Alibaba AI voice model outperforms western rivals

A new artificial intelligence voice model from Alibaba Group Holding has beaten Western rivals OpenAI and xAI on a major global benchmark, underscoring its technical edge in capturing complex Chinese dialects and accents. Fun-Realtime-TTS-Preview, developed by Alibaba’s Tongyi Lab, has secured the fifth spot on the Artificial Analysis Speech Arena leaderboard with a score of 1,190. It was the only Chinese-engineered voice system in the global top five. The Speech Arena benchmark is operated by Artificial Analysis, a San Francisco-based AI evaluation organization backed by investors including former GitHub Chief Executive Nat Friedman and Google Brain Founder Andrew Ng. The platform ranks models through blind user evaluations of generated speech clips using an Elo-based system. Speech Arena users test how well models can perform across three core capabilities – converting speech into text, enabling end-to-end voice understanding and conversational interaction, and transforming text into natural-sounding speech.

In a separate Artificial-Analysis Word Error Rate index, Alibaba’s Fun-Realtime-ASR model ranked first with a word error rate of 1.8%, meaning fewer than two words out of every 100 were transcribed incorrectly. The breakthrough addresses a long-standing bottleneck for voice tech in Asia. According to a May report by the Baidu Developer Center, traditional speech systems trained on standard Mandarin see their accuracy fall below 60% for speakers with an accent, and drop to under 30% for regional Chinese dialects. Alibaba has been trying to bridge this gap. According to the firm’s cloud unit, the new model supports more than 30 languages, seven major Chinese dialects and over 20 regional accents.

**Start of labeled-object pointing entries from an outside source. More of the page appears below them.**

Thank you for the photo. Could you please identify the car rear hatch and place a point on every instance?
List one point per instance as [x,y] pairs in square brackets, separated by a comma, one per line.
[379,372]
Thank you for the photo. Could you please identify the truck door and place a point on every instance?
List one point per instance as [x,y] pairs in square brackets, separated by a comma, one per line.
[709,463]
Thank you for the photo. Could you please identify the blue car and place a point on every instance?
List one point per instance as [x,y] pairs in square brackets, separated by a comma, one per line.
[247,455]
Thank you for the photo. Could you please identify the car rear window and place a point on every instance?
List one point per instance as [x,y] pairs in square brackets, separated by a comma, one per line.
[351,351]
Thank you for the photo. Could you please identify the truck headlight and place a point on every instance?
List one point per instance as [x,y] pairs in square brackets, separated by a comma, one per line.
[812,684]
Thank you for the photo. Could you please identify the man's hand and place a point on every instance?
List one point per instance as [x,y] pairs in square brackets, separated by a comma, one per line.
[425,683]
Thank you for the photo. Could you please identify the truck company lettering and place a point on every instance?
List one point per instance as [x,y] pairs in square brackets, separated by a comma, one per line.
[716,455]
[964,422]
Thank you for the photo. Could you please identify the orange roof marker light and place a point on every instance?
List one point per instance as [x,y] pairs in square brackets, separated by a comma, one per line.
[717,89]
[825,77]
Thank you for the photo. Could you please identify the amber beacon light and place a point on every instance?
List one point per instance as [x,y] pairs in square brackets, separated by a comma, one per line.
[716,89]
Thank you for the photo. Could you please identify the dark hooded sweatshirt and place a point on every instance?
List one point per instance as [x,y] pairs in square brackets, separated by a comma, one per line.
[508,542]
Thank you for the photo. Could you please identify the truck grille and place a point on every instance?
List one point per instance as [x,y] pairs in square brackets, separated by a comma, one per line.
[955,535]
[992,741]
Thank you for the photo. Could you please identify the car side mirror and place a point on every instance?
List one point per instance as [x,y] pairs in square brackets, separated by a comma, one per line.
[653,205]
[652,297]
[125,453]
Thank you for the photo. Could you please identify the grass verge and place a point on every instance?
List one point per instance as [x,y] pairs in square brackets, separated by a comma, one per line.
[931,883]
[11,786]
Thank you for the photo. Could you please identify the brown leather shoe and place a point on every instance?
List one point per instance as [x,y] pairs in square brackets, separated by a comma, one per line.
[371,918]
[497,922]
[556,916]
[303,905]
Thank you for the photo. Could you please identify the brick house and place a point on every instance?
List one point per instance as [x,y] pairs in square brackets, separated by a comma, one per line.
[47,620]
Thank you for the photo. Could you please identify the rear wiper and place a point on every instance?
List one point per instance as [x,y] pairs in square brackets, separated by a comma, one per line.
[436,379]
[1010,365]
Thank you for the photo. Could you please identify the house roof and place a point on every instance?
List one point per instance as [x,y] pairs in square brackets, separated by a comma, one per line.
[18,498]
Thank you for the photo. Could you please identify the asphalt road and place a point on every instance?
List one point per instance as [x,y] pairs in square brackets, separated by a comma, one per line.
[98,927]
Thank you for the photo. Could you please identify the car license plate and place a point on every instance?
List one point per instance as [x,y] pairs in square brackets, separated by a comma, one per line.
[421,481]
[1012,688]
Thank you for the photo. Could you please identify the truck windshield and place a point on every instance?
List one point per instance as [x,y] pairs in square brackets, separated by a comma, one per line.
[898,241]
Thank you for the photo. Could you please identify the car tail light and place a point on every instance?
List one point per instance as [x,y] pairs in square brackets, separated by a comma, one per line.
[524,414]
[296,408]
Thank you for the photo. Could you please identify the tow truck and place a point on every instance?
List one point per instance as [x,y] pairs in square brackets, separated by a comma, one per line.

Chinese AI developers are increasingly pivoting from general-purpose chatbots towards embedding voice AI assistants into daily applications. The growing industry focus on speech models reflects expectations that voice interfaces could become a key gateway for deploying AI across industries. As one of the most intuitive forms of human-computer interaction, voice requires little user training. Voice-based AI systems are generally seen as easier for mainstream users to adopt than text-based interfaces because they require less user training and can operate more naturally across devices such as smartphones, smart speakers and in-car assistants, the South China Morning Post reports.